According to HiSAC, ILECs have long insisted that the newer companies known
as Competitive
Local Exchange Carriers (CLECs) must provide
both voice and data service, and calls this “a tactic that unnecessarily
raises the price that consumers would have to pay and has forced
many of the original CLECs to focus on providing DSL and telephone service
to the corporate market, where competition is more open.”
“Just as consumers don’t have to switch phone companies when selecting a
long distance carrier, they should be able to select a data service company
that is different than the company that provides their voice service,”
Wilson said.
The advantages of opening up the DSL market to more balanced competition,
HiSAC said, will enable consumers to benefit from much lower charges.
“If consumers are ever going to receive the cost benefits that competition
brings, the federal government and states need to
open up local phone lines to innovation and spur competition,” Wilson said.
“Although each company would establish its own rates, HiSAC projections
show that proposed rates are considerably lower
than cable access or DSL access through existing local phone companies,”
Wilson said.
In the burgeoning high-speed market, DSL is poised for considerable growth.

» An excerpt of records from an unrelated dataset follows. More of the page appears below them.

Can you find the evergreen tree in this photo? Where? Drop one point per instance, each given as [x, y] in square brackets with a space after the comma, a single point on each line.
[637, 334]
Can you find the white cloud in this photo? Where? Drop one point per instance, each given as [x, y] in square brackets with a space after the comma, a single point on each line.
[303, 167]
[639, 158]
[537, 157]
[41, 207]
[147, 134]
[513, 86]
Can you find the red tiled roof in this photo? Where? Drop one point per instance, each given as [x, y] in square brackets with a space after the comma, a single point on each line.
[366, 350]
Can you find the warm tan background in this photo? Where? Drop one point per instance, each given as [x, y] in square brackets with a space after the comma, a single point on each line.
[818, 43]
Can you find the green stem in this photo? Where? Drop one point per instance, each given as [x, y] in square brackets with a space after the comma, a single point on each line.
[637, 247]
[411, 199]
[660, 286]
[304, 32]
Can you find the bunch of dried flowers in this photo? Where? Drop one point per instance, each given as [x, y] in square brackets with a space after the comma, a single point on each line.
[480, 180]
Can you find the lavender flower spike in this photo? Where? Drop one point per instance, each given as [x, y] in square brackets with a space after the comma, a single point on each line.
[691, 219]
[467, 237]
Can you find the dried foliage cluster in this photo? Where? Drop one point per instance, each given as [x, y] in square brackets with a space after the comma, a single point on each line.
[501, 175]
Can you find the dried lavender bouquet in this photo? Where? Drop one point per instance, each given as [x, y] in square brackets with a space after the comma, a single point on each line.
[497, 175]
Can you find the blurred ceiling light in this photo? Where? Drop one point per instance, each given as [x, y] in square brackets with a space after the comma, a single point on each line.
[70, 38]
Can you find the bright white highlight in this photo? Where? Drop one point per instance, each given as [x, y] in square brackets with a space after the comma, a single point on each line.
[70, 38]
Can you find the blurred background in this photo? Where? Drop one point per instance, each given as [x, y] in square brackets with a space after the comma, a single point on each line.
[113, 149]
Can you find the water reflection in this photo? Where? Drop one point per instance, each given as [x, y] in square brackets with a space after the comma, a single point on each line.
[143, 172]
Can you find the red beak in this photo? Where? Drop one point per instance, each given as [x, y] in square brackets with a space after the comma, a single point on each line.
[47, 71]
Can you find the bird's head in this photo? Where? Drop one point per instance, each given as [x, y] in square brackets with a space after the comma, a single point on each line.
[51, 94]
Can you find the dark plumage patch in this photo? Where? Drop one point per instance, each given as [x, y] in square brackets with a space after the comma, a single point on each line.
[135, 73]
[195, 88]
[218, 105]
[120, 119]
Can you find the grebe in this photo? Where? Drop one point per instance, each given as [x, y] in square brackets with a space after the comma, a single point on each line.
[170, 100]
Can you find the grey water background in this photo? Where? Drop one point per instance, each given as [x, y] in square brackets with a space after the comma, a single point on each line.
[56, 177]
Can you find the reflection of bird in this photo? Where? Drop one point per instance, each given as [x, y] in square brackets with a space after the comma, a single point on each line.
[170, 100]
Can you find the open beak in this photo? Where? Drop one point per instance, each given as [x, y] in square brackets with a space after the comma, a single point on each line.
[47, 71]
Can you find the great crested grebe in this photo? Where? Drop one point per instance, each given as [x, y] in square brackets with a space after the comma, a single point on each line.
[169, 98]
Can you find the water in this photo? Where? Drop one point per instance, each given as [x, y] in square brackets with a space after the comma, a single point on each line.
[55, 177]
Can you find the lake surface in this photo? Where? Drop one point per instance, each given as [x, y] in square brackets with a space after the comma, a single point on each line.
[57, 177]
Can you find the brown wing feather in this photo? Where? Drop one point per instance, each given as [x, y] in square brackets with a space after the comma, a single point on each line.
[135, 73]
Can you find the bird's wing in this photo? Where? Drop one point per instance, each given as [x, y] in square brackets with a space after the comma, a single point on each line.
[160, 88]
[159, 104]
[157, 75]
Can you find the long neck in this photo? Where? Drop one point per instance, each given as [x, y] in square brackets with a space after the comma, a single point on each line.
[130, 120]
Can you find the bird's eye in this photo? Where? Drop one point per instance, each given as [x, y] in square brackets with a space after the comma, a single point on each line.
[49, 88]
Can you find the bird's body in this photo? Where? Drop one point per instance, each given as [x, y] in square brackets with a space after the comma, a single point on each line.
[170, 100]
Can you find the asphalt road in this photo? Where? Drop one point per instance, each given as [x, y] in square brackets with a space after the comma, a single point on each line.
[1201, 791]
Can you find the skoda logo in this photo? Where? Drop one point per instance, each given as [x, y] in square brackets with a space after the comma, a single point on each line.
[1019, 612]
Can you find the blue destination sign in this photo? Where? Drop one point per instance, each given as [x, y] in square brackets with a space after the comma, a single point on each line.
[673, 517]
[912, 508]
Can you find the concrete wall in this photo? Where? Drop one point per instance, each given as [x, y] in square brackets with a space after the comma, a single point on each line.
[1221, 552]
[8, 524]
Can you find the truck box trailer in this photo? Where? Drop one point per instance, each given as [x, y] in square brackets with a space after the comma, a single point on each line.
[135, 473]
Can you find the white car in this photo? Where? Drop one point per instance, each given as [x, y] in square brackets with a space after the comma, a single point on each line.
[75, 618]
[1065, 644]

David Cooperstein, senior analyst at Forrester Research predicts that by
2002, there will be 2.2 million ADSL users and that consumer spending on
DSL access will reach $770 million dollars.
“Right now the market is very localized, although WorldCom just announced
plans to launch DSL nationwide with start-ups Northpoint and Covad.”
Currently Covad and Northpoint compete against Baby Bells PacBell in
California and Bell Atlantic in the East.